Todos le decían «el Cordobés».
Porteños burros, no les daba el seso para nada más. Podrían haberle puesto un apodo acorde a sus habilidades. Habilidades de las que el Jota no fanfarroneaba, pero que todos conocían. En Córdoba, poner apodo es un arte muy serio, que se aprende en la calle y se perfecciona con amigos.
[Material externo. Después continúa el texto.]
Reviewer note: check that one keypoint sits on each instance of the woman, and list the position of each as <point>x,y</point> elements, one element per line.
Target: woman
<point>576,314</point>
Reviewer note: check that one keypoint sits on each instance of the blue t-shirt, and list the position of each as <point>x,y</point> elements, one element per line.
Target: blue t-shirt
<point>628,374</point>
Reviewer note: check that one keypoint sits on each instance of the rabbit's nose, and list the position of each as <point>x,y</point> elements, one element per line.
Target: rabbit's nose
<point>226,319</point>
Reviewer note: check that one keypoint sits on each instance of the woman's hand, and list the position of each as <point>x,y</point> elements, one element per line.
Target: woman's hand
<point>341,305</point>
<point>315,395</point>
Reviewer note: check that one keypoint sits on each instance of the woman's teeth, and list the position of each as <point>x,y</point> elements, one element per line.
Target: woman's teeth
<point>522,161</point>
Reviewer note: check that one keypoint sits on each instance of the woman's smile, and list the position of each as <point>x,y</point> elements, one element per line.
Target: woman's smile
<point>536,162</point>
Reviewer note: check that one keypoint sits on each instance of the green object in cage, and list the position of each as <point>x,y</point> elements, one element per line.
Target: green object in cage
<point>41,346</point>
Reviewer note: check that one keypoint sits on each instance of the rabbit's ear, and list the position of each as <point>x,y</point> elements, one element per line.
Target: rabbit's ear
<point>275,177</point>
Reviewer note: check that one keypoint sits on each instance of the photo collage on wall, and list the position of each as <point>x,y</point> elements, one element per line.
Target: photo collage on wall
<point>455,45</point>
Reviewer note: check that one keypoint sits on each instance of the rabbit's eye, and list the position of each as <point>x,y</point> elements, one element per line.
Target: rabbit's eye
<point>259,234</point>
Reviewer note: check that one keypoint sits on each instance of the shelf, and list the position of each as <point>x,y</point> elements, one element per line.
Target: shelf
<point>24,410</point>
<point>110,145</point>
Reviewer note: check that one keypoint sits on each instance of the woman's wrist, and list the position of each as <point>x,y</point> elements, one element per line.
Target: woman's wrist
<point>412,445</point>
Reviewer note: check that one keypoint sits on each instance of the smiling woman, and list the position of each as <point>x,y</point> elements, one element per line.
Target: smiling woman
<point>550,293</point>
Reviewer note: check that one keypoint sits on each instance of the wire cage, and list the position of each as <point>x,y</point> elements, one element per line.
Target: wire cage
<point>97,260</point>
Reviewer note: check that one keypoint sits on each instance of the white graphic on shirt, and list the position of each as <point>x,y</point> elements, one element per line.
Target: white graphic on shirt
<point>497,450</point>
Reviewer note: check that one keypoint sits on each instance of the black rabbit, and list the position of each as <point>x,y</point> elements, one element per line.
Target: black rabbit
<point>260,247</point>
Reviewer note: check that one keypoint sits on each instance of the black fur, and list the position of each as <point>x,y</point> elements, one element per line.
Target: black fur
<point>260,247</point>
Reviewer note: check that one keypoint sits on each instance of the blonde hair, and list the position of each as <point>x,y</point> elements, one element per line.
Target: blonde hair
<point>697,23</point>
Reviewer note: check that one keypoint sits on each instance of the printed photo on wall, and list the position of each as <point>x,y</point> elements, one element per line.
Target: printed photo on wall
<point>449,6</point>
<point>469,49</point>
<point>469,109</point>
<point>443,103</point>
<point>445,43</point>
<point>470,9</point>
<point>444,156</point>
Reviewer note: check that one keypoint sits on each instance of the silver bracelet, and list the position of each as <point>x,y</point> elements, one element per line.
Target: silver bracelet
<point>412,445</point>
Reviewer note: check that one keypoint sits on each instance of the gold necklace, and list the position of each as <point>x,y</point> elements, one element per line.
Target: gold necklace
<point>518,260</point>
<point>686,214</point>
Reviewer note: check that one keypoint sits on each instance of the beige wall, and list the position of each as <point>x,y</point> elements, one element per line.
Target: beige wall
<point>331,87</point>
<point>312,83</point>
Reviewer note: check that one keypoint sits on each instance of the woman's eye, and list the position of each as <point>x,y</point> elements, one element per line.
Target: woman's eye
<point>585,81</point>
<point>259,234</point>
En el conurbano le faltan el respeto a ese arte. Porque el Jota podría haber sido «puma», «ninja», «cirujano» o hasta «carnicero». Pero no, para todos en el sur del conurbano era «el Cordobés». Le bastó abrir la boca para que el apodo se le pegara como la mugre.
En realidad, al Jota le importaba un pito cómo le digan. Desde que llegó en un camión de esos que cargan pollos, no le dijo a nadie su verdadero nombre, ni a nadie contó su historia. Así que si querían llamarlo así, mejor. Total, el Jota se cagaba en todo y en todos. Es lo que aprendió en la ciudad que le dio el acento y las cicatrices. Aprendió muchas otras cosas en la ciudad que le dio el acento y las cicatrices. Pero principalmente a cagarse en todo y en todos. Eso le salía muy bien.